Input format: (we will use the following commands to execute your code)
/opt/spark/spark-3.1.2-bin-hadoop3.2/bin/spark-submit competition.py

Param: folder_path: the path of dataset folder, which contains exactly the same file as the google drive
Param: test_file_name: the name of the testing file (e.g., yelp_val.csv), including the file path
Param: output_file_name: the name of the prediction result file, including the file path
Output format:
a. The output file is a CSV file, containing all the prediction results for each user and business pair in the
validation/testing data. The header is “user_id, business_id, prediction”. There is no requirement for the
order in this task. There is no requirement for the number of decimals for the similarity values. Please
refer to the format in Figure 1.
Figure 1: Output example in CSV
b. You also need to write comments that include the description of your method (less than 300 words) in
the first part of your program. The description should include the explanation of the models you are
using, especially the way you improved the accuracy or efficiency of the system. We look forward to
seeing creative methods. Please also report the error distribution, RMSE, and the total execution time on
the validation dataset in the description. Figure 2 shows an example of the description file. If the
comments are not included or the comments are not informative, there will be a one-point penalty.
Figure 2: An example of description file
Grading:
We will compare your prediction results against the ground truth. We will use our testing data to
evaluate your recommendation systems and grade based on the accuracy using RMSE.
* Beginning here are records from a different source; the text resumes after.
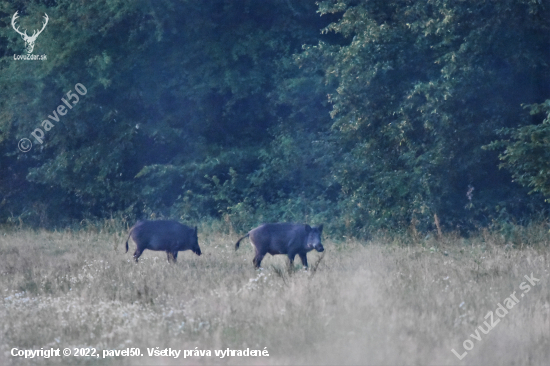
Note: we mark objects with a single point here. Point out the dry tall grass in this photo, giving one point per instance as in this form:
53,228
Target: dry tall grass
375,303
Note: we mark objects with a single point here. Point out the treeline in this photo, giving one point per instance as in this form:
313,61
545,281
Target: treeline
359,114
To get the full points for the competition project, your RMSE result should beat that of the TAs’. TAs will
also continuously improve their systems and announce the accuracy. The TA systems will be fixed three
days before the competition due date. However, if your recommendation system only beats the TAs’ for
the validation data, you will receive 50% of the points for the competition.
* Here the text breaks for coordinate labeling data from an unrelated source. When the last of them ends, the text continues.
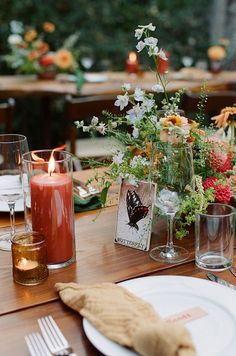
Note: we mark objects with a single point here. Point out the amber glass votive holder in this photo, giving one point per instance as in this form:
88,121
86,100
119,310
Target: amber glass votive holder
29,258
NOTICE: the current RMSE baseline is 1.03 for the validation dataset.
The final submission with the highest accuracy will receive an extra 6 points on the final grade. The
second place will receive extra 5 points. The third one will receive extra 4 points and so on until the sixth
one will receive extra 1 point.
To be more like a competition, you could see a "Leaderboard" button in the "Competition" on Vocareum.
Every time you submit the code, your RMSE for validation data will be scored and show up on the
leaderboard.
5. Submission
You need to submit your Python scripts on Vocareum with exactly the same name:
● competition.py
6. Grading Criteria
(% penalty = % penalty of possible points you get)
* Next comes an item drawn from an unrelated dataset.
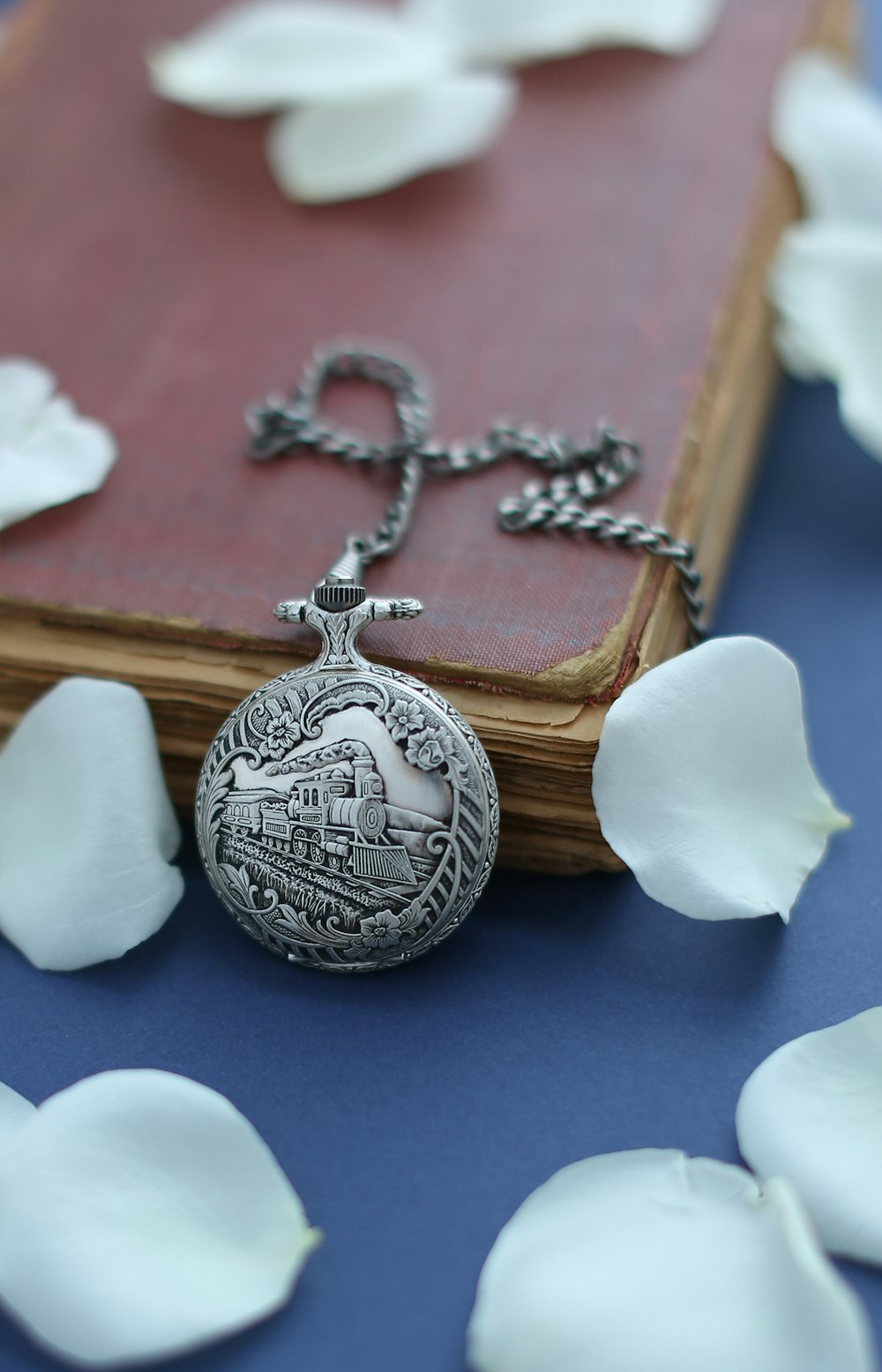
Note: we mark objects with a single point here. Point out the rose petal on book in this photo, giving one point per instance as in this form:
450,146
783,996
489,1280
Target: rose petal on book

1. You cannot use the extension for the competition. No late submissions will be accepted for the
competition.
2. We will combine all the code we can find from the web (e.g., Github) as well as other students’ code
from this and other (previous) sections for plagiarism detection. If plagiarism is detected, you will
receive no points for the entire assignment and we will report all detected plagiarism.
3. All submissions will be graded on Vocareum. Please strictly follow the format provided, otherwise
you won’t receive points even though the answer is correct.
4. Do NOT use Spark DataFrame, DataSet, sparksql.
5. We will not conduct regrades on competition submissions.
6. There will be no points awarded if the total execution time exceeds 25 minutes.
7. Common problems causing fail submission on Vocareum/FAQ
(If your program runs seem successfully on your local machine but fail on Vocareum, please check these)
1. Try your program on Vocareum terminal. Remember to set python version as python3.6,
And use the latest Spark
/opt/spark/spark-3.1.2-bin-hadoop3.2/bin/spark-submit
2. Check the input command line format.
3. Check the output format, for example, the header, tag, typos.
4. Your Python script should be named as competition.py
5. Check whether your local environment fits the assignment description, i.e. version, configuration.
6. If you implement the core part in Python instead of Spark, or implement it in a high time complexity
way (e.g. search an element in a list instead of a set), your program may be killed on Vocareum because
it runs too slowly.